Dorf ist nicht gleich Dorf
Manuel Slupina forscht am Berlin-Institut für Bevölkerung und Entwicklung. Wanderungsbewegungen vom ländlichen Raum in die Stadt seien nichts Neues, sagt der Wissenschaftler. Aber früher sei die Zahl der Kinder in Familien so groß gewesen, dass das Dorf den Verlust gut verkraftet habe. Heute sind die Familien auf dem Land ähnlich klein wie in den Städten. In den ländlichen Regionen leben immer weniger und immer ältere Leute. Besonders trifft es ländliche Regionen in Sachsen-Anhalt und Thüringen, Mecklenburg-Vorpommern, die Ränder von Brandenburg, den Norden von Bayern, die Südwestpfalz und Nordhessen, zählt er auf.
Doch Dorf ist nicht gleich Dorf: "Es gibt einzelne Dörfer und Regionen, die von außen alles mitbringen, was eine typische Problemregion auszeichnet, wo es dann aber doch nicht so ist", sagt Slupina. Das Emsland sei ein Musterbeispiel dafür: "Es ist entlegen, dünn besiedelt und trotzdem schafft es die Region, attraktiv zu sein und demografisch wie wirtschaftlich zu wachsen." Die Arbeitslosenquote liegt im Emsland bei drei Prozent. Viele junge Leute, die die Gegend zum Studium verlassen, ziehen später zurück. Das Berlin-Institut veröffentlichte 2017 eine Studie über das engagierte Emsland: "Von Kirchtürmen und Netzwerken", heißt sie.

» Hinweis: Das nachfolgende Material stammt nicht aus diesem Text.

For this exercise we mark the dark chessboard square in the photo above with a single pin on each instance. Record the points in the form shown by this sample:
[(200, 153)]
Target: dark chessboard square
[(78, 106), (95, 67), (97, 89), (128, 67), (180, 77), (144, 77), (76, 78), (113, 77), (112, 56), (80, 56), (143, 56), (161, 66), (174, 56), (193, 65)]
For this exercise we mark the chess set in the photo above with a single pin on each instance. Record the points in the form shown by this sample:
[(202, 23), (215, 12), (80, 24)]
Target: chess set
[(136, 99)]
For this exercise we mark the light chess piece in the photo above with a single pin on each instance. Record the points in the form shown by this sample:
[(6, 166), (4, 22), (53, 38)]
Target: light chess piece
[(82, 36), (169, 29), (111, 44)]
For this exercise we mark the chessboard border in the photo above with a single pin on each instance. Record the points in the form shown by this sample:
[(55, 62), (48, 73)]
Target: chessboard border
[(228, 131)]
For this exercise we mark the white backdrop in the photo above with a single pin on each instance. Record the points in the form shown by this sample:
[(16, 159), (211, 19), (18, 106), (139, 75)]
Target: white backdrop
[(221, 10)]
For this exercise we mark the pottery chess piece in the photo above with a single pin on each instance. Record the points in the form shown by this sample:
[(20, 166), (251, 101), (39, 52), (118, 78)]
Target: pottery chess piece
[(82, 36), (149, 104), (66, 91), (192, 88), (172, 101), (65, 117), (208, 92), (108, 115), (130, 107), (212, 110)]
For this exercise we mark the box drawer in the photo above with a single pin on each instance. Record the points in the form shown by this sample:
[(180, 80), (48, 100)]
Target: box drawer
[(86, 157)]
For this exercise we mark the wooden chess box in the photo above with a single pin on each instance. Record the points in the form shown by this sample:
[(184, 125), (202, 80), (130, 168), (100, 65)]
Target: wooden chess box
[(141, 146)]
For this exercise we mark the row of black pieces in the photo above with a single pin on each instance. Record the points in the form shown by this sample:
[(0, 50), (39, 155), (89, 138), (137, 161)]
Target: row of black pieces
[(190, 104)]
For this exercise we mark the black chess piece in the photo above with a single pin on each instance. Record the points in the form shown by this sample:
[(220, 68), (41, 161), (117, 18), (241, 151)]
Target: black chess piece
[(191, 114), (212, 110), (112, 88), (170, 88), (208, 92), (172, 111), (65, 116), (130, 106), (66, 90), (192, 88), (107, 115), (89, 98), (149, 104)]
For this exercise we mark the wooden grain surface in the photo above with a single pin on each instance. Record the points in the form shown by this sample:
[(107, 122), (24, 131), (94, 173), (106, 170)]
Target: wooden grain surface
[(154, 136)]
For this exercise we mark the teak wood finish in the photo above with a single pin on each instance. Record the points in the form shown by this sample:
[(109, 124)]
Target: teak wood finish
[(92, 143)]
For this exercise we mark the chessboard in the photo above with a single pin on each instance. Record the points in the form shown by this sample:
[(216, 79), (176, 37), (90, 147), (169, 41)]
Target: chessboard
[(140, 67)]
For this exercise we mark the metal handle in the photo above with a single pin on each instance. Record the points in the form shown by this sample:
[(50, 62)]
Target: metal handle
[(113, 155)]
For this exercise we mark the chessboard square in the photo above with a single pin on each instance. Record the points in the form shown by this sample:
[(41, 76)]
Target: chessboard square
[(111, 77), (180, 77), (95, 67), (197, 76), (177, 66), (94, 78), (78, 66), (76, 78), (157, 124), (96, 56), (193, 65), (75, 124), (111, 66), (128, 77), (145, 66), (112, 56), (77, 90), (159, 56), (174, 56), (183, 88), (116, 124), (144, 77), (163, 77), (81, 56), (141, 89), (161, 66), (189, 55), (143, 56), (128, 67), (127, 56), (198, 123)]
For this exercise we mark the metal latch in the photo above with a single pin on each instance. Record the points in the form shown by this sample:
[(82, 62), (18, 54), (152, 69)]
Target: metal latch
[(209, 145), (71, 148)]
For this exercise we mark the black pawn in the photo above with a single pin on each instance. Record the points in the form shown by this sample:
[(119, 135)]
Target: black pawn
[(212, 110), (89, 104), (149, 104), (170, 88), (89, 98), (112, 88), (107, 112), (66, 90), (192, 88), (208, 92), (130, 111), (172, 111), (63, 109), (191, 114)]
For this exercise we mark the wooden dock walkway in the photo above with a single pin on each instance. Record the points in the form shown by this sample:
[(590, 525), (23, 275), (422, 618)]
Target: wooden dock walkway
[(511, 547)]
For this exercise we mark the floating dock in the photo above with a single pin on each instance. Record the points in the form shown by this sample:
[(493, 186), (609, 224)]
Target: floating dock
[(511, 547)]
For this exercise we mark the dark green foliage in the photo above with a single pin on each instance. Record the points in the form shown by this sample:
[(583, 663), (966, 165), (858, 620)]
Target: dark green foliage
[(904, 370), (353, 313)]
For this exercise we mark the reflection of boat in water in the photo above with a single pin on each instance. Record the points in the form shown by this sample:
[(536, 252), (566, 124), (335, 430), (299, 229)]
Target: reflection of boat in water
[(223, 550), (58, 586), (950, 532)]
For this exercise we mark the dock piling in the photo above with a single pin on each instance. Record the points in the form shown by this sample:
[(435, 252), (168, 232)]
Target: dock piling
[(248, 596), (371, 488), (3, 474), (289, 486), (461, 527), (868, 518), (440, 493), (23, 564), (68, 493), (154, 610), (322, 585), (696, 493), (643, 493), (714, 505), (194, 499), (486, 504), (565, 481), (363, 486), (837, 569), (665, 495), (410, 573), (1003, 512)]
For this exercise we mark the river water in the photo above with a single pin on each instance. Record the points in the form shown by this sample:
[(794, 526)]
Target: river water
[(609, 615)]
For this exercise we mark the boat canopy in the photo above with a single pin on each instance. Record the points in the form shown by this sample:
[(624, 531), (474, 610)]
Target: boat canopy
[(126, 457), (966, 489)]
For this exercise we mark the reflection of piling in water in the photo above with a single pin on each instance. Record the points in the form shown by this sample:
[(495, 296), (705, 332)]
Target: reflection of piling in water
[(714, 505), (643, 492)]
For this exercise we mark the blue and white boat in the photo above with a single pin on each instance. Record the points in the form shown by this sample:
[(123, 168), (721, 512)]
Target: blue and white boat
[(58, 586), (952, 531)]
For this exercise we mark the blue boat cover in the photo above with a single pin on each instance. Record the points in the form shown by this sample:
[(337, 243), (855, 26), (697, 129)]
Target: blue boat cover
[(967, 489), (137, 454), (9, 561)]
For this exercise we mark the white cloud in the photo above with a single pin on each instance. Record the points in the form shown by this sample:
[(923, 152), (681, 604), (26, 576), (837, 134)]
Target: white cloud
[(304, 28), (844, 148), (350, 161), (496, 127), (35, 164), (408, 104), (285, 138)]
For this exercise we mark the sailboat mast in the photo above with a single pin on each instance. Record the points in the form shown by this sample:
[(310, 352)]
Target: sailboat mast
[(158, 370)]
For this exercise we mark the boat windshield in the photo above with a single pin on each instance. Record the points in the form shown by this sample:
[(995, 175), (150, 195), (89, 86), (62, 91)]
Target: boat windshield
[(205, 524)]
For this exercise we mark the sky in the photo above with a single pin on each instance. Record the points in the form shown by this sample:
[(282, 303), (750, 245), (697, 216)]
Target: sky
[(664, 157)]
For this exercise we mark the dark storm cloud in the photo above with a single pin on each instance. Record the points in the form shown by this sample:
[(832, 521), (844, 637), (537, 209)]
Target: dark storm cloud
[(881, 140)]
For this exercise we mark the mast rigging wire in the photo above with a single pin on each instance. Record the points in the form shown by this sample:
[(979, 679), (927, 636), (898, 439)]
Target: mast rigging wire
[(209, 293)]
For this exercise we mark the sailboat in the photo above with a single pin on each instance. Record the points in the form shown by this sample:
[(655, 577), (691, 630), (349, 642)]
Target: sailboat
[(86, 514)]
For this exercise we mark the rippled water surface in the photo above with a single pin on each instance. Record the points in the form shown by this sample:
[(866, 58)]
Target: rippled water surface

Netzwerken ist ein gutes Stichwort, wenn es um Twist geht. Oder um Heike Theisling. Zu der Aktion "Mittag miteinander" lädt die katholische Kirchengemeinde einmal im Monat alleinstehende Menschen zum Essen ein. Auch der Verein "Seitenblicke" ist daran beteiligt: Mit dem "Twist Mobil" werden Menschen wie die 82-jährige Frau Ackermann zum Gemeindehaus gefahren. Sie wohne erst seit zwei Jahren in Twist und gehe kaum raus, erzählt Ackermann. An der großen Tafel, wo rund 20 ältere Männer und Frauen Grillfleisch essen und plaudern, sitzt sie zum ersten Mal. "Bis zum nächsten Mal", ruft sie zum Abschied fröhlich.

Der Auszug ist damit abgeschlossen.